To build a simple example of getting real time analytics (mean and standard deviation) of a simulated IoT sensor values (temperature/soil nitrogen content/moisture content etc).
All the values generated since the sensor began operation are not stored in a database (we can choose to store them too, millions of entries too can be easily manageable by modern databases). Only the final analytics outputs are stored. Also the computation mechanism must accommodate for moving mean and standard deviation which should be the same as the true mean and std dev if we stored all the sensor values but there is no big machine available with enough RAM to accommodate millions of values generated by the sensor over time, hence the calculations must support an incremental approach.

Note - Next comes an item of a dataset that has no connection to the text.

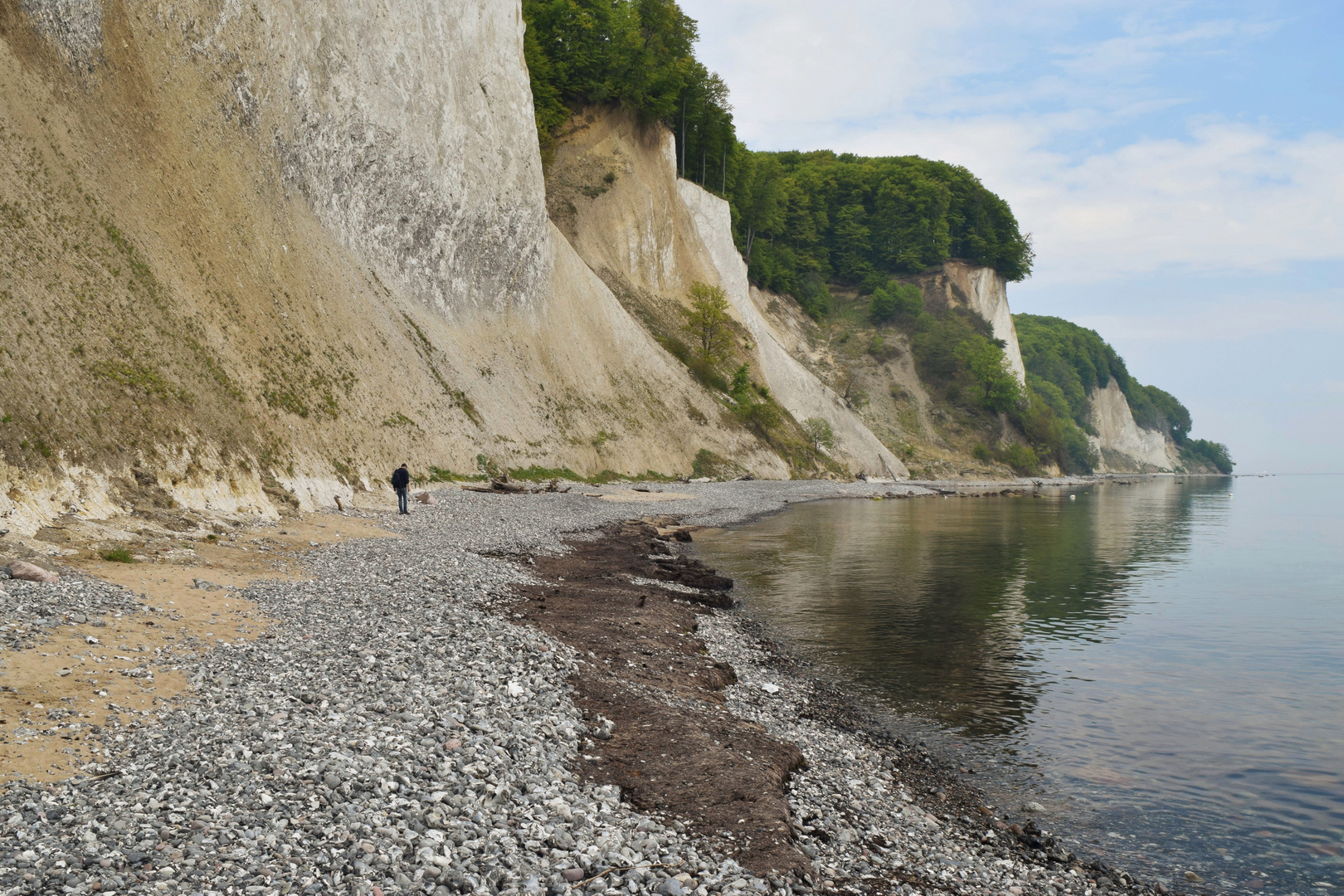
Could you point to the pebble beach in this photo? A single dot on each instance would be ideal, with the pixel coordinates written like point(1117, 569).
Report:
point(398, 727)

The sensor operates 24/7 and it will work forever.
plant_max_demo.mp4
Note: Just to show the possibilities of the UI, we've done a dummy run with the frontend to show if the values go below or above a threshold then how does the UI display those changes.
Basics of Data Engineering using queue based solutions and an intuitive solution for incremental and real time analytics. Some math about the incremental mean and std dev. Also socketio.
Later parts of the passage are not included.